Excerpt from Stories of Australia: In the Early Days
Marcus Andrew Hislop Clarke was born at Kensington - the Old Court suburb of London - on the 24th April, 1846. His father, William Hislop Clarke, a barrister-at-law, was recognised as a man of ability, both professionally and as a litterateur, albeit eccentric to a degree. Of his mother little is known beyond that she was a beautiful woman, of whom her husband was so devotedly fond that when her death occurred some months after the birth of the subject of this biography, he isolated himself from the world, living afterwards the life of a recluse, holding of the world an opinion of cynical contempt. Besides his father, there were among other brothers of his two whose names belong to the history of the Australian colonies; the one is that of James Langton Clarke, once a County Court Judge in Victoria, and the other, Andrew Clarke, Governor of Western Australia, who died and was buried at Perth in 1849. The latter was the father of General Sir Andrew Clarke, K.C.M.G., formerly Minister of Public Works in India, and Governor of the Straits Settlements. To the colonists of Victoria he will be better known as Captain Clarke, the first Surveyor-General of the colony, the author of the Existing Municipal Act, and one of the few lucky drawers of a questionable pension from this colony.
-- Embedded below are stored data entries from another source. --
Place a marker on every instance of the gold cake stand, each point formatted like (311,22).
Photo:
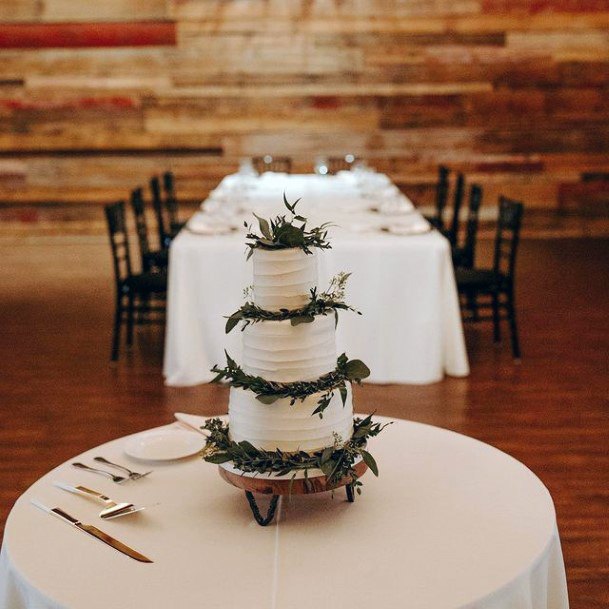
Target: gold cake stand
(277,487)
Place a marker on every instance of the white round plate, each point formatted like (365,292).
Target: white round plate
(164,445)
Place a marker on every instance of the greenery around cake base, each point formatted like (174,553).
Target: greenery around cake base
(269,392)
(336,462)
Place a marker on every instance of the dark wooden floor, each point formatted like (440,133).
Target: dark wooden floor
(59,395)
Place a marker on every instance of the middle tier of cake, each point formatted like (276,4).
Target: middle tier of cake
(289,427)
(278,351)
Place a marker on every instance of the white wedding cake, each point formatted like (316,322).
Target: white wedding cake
(281,352)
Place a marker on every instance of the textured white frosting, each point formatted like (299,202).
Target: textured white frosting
(278,351)
(283,278)
(288,428)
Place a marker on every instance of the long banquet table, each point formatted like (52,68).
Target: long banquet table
(402,279)
(449,523)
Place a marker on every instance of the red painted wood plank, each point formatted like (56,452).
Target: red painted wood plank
(586,198)
(72,35)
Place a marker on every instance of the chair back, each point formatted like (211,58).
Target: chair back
(171,201)
(141,227)
(508,236)
(441,194)
(340,163)
(272,163)
(453,233)
(468,253)
(160,213)
(119,241)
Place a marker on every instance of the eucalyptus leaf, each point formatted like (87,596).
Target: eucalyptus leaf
(218,458)
(303,319)
(231,322)
(355,369)
(370,462)
(267,399)
(265,229)
(326,454)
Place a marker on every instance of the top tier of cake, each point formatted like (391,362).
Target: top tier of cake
(283,278)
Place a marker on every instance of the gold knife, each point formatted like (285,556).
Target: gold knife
(91,530)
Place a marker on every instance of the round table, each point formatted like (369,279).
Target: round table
(451,522)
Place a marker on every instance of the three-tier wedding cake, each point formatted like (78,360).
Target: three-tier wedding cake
(290,407)
(278,351)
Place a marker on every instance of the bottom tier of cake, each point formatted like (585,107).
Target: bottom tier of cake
(289,427)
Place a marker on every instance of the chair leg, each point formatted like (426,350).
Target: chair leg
(511,311)
(472,305)
(144,309)
(130,320)
(496,319)
(116,333)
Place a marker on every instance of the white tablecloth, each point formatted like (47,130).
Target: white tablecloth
(404,286)
(451,522)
The late Marcus Clarke claimed a distinguished genealogy for his family, which, though hailing as regards his immediate ancestors from the Green Isle, were English, having only betaken themselves to Ireland in the Cromwellian period. And among his papers were found the following notes referring to this matter: -
In 1612 William Clarke was made a burgess of Mountjoie, Co. Tyrone, and in 1658 Thurloe wrote to Henry Cromwell, desiring him to give Colonel Clarke land in Ireland for pay.
With an inherited delicate constitution, and without the love-watching care of a mother, or the attention of sisters, he passed his childhood. And that the absence of this supervision and guidance was felt by him in after years, we have but to read this pathetic passage from a sketch of his: -
To most men the golden time comes when the cares of a mother or the attention of sister aid to shield the young and eager soul from the blighting influences of wordly debaucheries. Truly fortunate is he among us who can look back on a youth spent in the innocent enjoyments of the country, or who possesses a mind moulded in its adolescence by the gentle fingers of well-mannered and pious women.
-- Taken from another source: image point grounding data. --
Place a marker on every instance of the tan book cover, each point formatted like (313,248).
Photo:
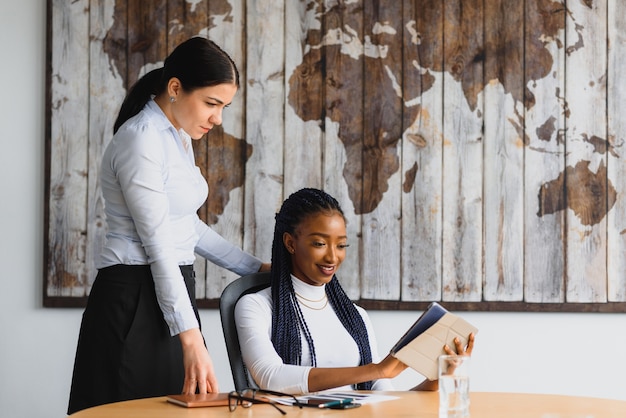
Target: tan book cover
(421,346)
(199,400)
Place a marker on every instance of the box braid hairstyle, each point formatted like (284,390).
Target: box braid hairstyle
(287,318)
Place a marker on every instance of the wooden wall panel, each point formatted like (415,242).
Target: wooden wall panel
(463,53)
(544,156)
(616,103)
(422,151)
(585,161)
(476,146)
(503,151)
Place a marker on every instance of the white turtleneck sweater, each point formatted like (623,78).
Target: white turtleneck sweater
(334,346)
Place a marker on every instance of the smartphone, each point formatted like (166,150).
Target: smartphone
(322,402)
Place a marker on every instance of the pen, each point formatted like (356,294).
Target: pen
(335,403)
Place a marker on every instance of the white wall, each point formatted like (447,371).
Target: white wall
(550,353)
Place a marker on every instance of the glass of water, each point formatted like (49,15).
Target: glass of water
(454,374)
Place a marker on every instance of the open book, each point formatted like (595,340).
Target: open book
(421,346)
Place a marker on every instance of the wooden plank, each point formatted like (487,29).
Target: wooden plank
(304,110)
(503,151)
(343,126)
(147,41)
(106,93)
(462,154)
(585,176)
(265,105)
(381,200)
(422,150)
(616,158)
(544,130)
(66,272)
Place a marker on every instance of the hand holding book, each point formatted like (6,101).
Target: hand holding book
(421,346)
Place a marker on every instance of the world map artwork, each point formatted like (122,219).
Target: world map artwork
(388,66)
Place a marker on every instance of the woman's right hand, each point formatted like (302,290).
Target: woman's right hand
(199,372)
(390,367)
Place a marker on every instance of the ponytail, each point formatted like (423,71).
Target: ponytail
(197,62)
(138,96)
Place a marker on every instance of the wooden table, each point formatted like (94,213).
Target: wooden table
(408,404)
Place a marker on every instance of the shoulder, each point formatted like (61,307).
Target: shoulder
(259,302)
(141,138)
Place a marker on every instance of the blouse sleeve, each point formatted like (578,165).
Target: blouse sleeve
(380,384)
(220,251)
(139,168)
(253,316)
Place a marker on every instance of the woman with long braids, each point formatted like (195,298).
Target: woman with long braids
(140,335)
(303,334)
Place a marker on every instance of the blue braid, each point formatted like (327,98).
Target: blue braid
(287,319)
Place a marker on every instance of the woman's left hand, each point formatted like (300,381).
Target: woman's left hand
(467,350)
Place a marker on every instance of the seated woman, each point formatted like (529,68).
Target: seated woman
(303,334)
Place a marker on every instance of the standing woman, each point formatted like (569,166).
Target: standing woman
(140,334)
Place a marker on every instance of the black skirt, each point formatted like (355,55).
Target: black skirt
(125,350)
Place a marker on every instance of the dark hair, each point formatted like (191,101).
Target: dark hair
(197,62)
(287,318)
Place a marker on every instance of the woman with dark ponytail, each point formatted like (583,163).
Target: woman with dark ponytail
(303,334)
(140,335)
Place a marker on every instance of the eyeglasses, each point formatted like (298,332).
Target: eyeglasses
(247,398)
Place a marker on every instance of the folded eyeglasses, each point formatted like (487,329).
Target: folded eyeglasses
(247,397)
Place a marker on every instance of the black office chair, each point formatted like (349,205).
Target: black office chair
(231,294)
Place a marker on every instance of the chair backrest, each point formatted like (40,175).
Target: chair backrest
(231,294)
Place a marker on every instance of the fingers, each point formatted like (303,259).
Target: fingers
(470,344)
(459,346)
(189,386)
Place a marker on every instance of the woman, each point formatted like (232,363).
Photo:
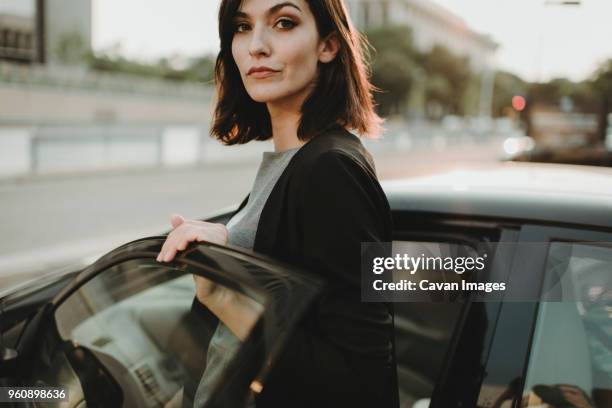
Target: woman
(293,71)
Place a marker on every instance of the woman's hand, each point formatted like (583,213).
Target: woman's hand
(186,231)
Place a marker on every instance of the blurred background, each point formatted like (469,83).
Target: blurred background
(105,108)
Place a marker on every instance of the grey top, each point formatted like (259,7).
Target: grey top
(241,232)
(243,226)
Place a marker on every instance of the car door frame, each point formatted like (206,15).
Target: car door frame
(517,320)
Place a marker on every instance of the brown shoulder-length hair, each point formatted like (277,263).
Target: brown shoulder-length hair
(342,95)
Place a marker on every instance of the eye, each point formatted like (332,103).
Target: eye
(240,27)
(285,24)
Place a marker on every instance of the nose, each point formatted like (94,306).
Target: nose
(259,45)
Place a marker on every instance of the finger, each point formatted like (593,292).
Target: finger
(176,220)
(164,248)
(170,243)
(181,238)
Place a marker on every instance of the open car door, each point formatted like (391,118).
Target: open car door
(128,332)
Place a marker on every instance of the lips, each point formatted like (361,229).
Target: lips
(261,71)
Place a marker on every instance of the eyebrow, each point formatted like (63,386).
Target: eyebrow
(272,9)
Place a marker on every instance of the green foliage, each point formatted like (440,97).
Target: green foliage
(393,66)
(447,81)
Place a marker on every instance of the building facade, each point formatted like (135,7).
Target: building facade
(44,31)
(431,24)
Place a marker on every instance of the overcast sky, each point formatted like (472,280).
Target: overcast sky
(536,41)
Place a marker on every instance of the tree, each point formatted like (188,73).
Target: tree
(602,85)
(393,67)
(439,63)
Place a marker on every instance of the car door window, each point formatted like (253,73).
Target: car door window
(131,338)
(423,330)
(570,364)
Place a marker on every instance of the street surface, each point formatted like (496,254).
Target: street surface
(49,221)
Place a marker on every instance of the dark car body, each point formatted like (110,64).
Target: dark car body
(459,353)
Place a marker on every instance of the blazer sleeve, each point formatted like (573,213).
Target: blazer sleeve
(342,205)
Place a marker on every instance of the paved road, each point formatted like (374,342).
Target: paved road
(46,222)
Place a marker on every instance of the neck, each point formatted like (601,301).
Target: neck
(285,119)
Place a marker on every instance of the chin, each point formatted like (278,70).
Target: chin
(265,96)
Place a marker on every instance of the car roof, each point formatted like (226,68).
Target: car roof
(548,193)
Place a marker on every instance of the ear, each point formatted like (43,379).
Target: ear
(329,47)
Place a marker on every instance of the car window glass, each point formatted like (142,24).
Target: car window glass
(423,329)
(570,364)
(133,336)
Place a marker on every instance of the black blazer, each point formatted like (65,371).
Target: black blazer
(325,203)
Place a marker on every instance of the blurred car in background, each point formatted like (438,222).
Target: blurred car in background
(121,332)
(586,155)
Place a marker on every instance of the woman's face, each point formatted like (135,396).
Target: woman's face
(276,47)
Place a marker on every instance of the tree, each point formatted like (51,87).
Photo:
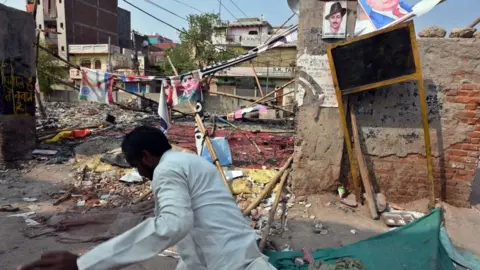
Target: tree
(196,49)
(49,68)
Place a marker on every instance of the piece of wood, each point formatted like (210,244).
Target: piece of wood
(343,120)
(474,23)
(256,79)
(271,93)
(365,175)
(269,187)
(210,148)
(143,197)
(65,196)
(37,91)
(273,210)
(251,100)
(173,67)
When considered old enough to leave home the boy was sent to the private school of Dr. Dyne in Highgate, another suburb of London, hallowed by having been at one time associated with such illustrious names in literature as Coleridge, Charles Lamb, Keats, and De Quincey. Here he obtained whatever scholastic lore he possessed, and was, according to the opinion of a schoolfellow, known as a humorously eccentric boy, with a most tenacious memory and an insatiable desire to read everything he could lay hands on. Owing to his physical inability to indulge in the usual boyish sports, he was in the habit of wandering about in search of knowledge wherever it was to be gleaned, and not infrequently this restless curiosity, which remained with him to the last, led him into quarters which it had been better for his yet unformed mind he had never entered. Here especially was felt the absence of a mother's guidance, which was unfortunately replaced by the carelessness of an indulgent father. Of his schooldays little is known, save what can be gathered from a note-book kept by him at that period; and even in this the information is but fragmentary. According to this book he seems to have had only two friends with whom he was upon terms of great intimacy.